Volunteer Linden Reilly, who has been documenting and photographing their work, urged people visiting the woods and common land, which stretches over 78 hectares, to be extra careful.

“Several of the trees just snapped in half, other were uprooted, and some have fallen over footpaths. Others are leaning precariously across where people walk, so do take care.

“Some of the trees that keeled over smashed into other trees on their way down. The branches and trunks are tangled together and propped up precariously.

“Walkers should avoid any branches or trunks that are caught in the tree canopy and could fall, particularly after storms and high winds.

“Hadley Common has semi-natural woodland and walkers should make sure their children and dogs don't go near any branches and tree trunks that are dangerously balanced.

“We will have to wait for tree surgeons to tackle the biggest trees, but some of the dangerous spots are marked with hazard tape.”

The working parties found that over 20 large trees were brought down during Storm Eunice, an intense extratropical cyclone on Friday 18 February.

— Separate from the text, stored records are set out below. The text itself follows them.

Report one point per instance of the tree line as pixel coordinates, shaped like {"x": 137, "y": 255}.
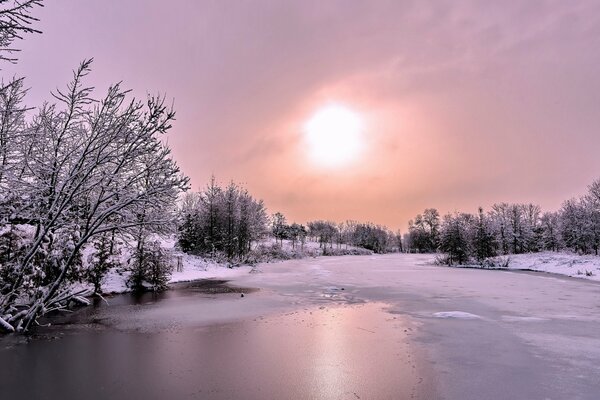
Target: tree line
{"x": 225, "y": 222}
{"x": 509, "y": 229}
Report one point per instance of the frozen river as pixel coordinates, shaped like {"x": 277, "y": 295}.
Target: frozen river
{"x": 380, "y": 327}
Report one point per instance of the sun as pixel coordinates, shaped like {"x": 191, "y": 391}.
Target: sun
{"x": 334, "y": 136}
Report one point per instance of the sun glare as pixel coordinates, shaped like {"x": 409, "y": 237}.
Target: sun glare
{"x": 334, "y": 136}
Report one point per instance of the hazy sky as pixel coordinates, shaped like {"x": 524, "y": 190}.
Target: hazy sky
{"x": 464, "y": 103}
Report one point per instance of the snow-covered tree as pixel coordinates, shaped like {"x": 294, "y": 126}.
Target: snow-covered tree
{"x": 221, "y": 221}
{"x": 86, "y": 167}
{"x": 455, "y": 238}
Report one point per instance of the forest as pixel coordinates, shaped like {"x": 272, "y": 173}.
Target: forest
{"x": 508, "y": 229}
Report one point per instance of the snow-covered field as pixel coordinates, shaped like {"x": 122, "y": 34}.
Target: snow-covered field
{"x": 569, "y": 264}
{"x": 195, "y": 267}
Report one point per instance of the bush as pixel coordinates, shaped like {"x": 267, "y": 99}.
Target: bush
{"x": 100, "y": 262}
{"x": 151, "y": 267}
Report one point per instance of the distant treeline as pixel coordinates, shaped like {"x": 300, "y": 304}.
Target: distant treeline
{"x": 509, "y": 229}
{"x": 226, "y": 221}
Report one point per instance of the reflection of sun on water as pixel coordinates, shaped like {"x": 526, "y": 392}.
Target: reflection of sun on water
{"x": 334, "y": 136}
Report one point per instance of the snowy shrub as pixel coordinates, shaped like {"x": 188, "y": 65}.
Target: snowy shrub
{"x": 150, "y": 267}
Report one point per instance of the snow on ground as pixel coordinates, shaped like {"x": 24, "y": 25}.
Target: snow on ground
{"x": 455, "y": 314}
{"x": 193, "y": 267}
{"x": 569, "y": 264}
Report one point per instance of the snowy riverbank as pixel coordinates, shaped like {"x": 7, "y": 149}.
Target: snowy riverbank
{"x": 569, "y": 264}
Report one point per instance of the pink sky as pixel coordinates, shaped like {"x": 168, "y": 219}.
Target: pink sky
{"x": 466, "y": 103}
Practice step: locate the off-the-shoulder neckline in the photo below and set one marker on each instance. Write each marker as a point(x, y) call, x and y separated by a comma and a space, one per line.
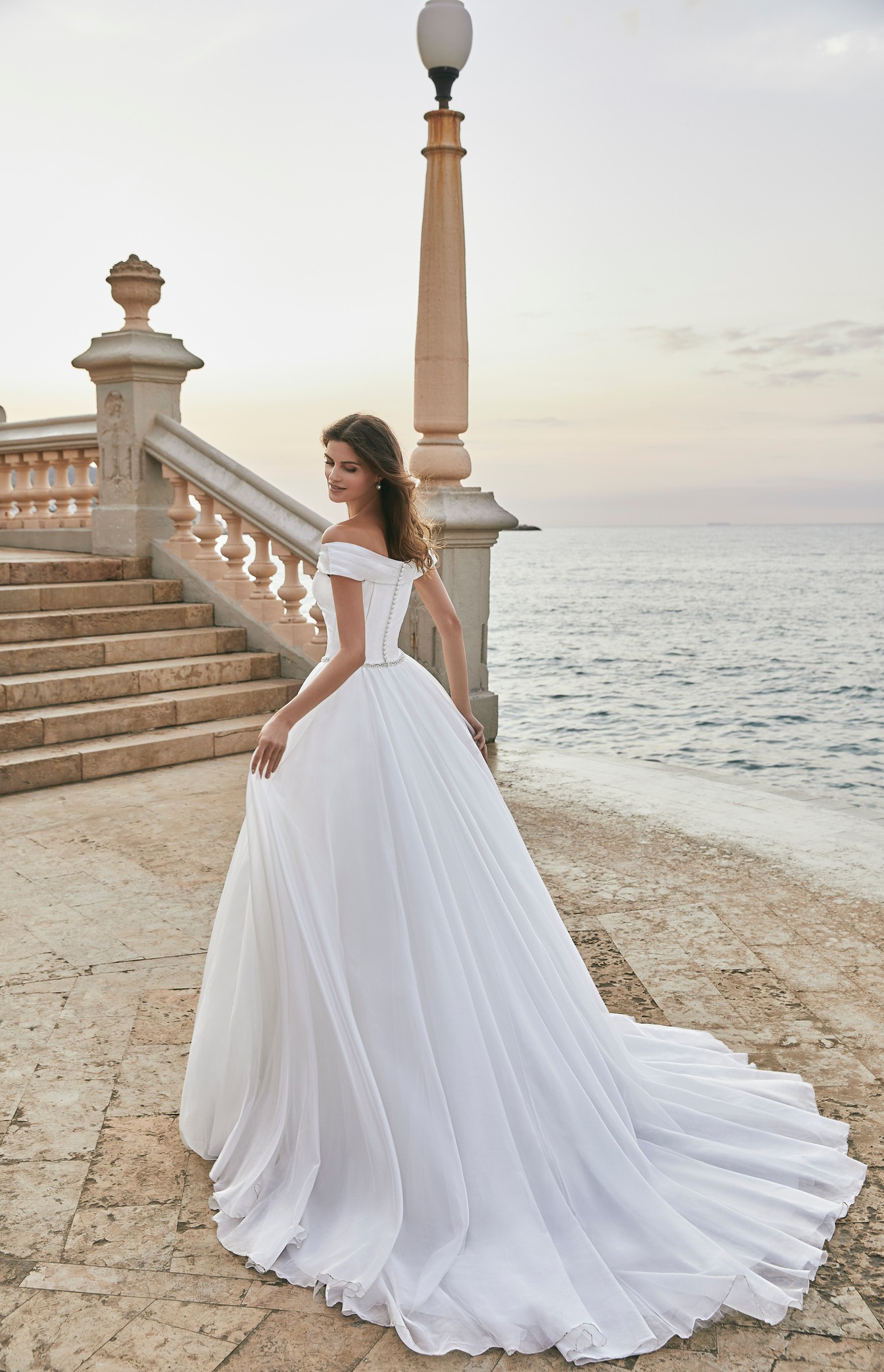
point(363, 549)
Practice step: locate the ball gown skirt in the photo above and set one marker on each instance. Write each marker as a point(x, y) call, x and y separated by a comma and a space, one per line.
point(412, 1091)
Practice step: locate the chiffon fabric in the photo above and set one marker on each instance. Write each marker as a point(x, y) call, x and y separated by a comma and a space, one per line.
point(412, 1091)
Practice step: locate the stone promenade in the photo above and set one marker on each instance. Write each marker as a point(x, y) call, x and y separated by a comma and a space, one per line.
point(107, 1253)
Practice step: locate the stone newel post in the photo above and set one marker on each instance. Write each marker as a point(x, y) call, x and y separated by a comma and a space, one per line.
point(468, 517)
point(441, 352)
point(137, 375)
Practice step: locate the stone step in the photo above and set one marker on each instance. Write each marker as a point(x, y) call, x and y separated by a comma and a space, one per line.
point(137, 714)
point(121, 619)
point(68, 688)
point(58, 765)
point(39, 596)
point(20, 567)
point(99, 651)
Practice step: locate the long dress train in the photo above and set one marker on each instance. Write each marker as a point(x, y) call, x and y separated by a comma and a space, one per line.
point(412, 1090)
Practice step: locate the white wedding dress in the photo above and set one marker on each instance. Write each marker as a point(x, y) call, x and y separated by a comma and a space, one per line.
point(412, 1090)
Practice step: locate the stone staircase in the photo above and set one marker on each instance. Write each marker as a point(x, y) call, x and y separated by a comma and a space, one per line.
point(106, 670)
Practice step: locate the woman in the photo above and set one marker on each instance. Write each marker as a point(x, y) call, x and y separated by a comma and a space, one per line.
point(411, 1087)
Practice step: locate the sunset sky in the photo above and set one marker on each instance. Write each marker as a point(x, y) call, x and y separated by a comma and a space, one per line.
point(674, 224)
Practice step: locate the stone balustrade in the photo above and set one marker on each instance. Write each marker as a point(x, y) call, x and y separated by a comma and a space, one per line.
point(49, 474)
point(232, 529)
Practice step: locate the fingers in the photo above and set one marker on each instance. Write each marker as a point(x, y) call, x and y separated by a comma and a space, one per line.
point(266, 758)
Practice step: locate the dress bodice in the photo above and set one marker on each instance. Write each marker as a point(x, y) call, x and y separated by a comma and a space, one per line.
point(386, 592)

Older volunteers say they had not seen anything like February’s storm since the Great Storm of October 1987 which also left a trail of destruction across the country.

One major challenge was to clear a large fallen tree from the footpath that forms part of the London Loop.

Another priority for the working parties, which go out on Tuesday and Thursday mornings, has been to clear ditches across the common which had been blocked by branches and tree trunks.

“With so much rain recently, we have to keep the ditches clear otherwise the water backs up and can cause problems.”